Stuttgart und Dortmund im Cup ausgeschieden

In den ersten Achtelfinal-Partien des deutschen Cups hat es am Dienstag mit dem VfB Stuttgart und Borussia Dortmund gleich zwei Bundesligisten erwischt. Die Lage von VfB-Trainer Markus Babbel wird damit noch prekärer. Die Schwaben blamierten sich beim Zweitligisten Greuther Fürth mit einer 0:1-Niederlage.
Bittere Niederlage für den VfB

Die fünfte Pflichtspielniederlage in Serie macht es vor allem für Trainer Babbel immer schwieriger, sich im Amt zu halten. Nicht einmal ein Jahr nach dem Jobantritt des Trainer-Lehrlings könnte Babbels Zeit in Stuttgart schon in den nächsten Tagen vorbei sein. Bernd Nehrig machte in der 32. Minute den ersten Fürther Sieg gegen Stuttgart seit 33 Jahren perfekt. Erst in der Schlussphase erarbeiten sich die Schwaben einige Möglichkeiten zum Ausgleich. Ciprian Marica traf nur die Stange (87.).

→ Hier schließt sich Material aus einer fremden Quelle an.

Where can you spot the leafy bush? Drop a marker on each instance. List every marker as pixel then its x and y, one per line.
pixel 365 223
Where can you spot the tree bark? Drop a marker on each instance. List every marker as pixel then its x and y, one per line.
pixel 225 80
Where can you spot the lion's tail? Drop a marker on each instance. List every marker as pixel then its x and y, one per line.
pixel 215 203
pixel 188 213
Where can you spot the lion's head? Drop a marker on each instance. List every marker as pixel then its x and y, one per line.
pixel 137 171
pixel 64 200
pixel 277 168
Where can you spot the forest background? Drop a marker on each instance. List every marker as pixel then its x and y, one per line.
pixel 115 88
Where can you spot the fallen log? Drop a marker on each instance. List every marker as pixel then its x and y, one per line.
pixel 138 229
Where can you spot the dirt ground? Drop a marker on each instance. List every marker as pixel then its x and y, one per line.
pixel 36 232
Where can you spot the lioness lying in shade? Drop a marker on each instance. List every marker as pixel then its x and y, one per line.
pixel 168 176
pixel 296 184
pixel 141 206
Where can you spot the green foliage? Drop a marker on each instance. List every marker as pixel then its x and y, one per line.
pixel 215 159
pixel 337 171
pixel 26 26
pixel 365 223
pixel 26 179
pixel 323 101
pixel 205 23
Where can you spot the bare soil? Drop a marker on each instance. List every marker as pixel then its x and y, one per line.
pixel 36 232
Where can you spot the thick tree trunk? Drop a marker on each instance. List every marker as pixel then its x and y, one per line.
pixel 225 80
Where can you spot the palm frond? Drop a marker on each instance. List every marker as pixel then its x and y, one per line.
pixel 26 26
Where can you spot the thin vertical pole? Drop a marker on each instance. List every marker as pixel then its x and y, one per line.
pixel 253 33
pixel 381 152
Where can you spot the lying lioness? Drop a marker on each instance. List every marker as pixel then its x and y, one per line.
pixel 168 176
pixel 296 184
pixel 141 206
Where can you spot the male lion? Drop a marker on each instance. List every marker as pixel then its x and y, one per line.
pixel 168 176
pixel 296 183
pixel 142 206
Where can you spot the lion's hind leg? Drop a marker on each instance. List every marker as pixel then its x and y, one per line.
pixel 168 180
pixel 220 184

Noch schlimmer erwischte es die Dortmunder beim Drittligsten Osnabrück. Bereits zur Pause lagen die Westfalen 0:2 zurück, am Ende stand es 3:2 für den Fünften der 3. Liga, der zuvor bereits Hansa Rostock und den Hamburger SV aus dem Cup geworfen hatte. Matchwinner für Osnabrück war Kapitän Angelo Barletta mit den ersten beiden Treffern. Vor allem das 1:0 mittels herrlichem Fallrückzieher war sehenswert.

Besser als die Dortmunder und Stuttgarter machte es der 1. FC Köln, der sich beim Viertligisten Eintracht Trier keine Blöße gab und sicher 3:0 gewann. Für das Team von Mario Basler, das zuvor Bundesligist Hannover und Zweitliga-Spitzenreiter Bielefeld ausgeschaltet hatte, ist damit die Zeit als Favoritenschreck vorbei.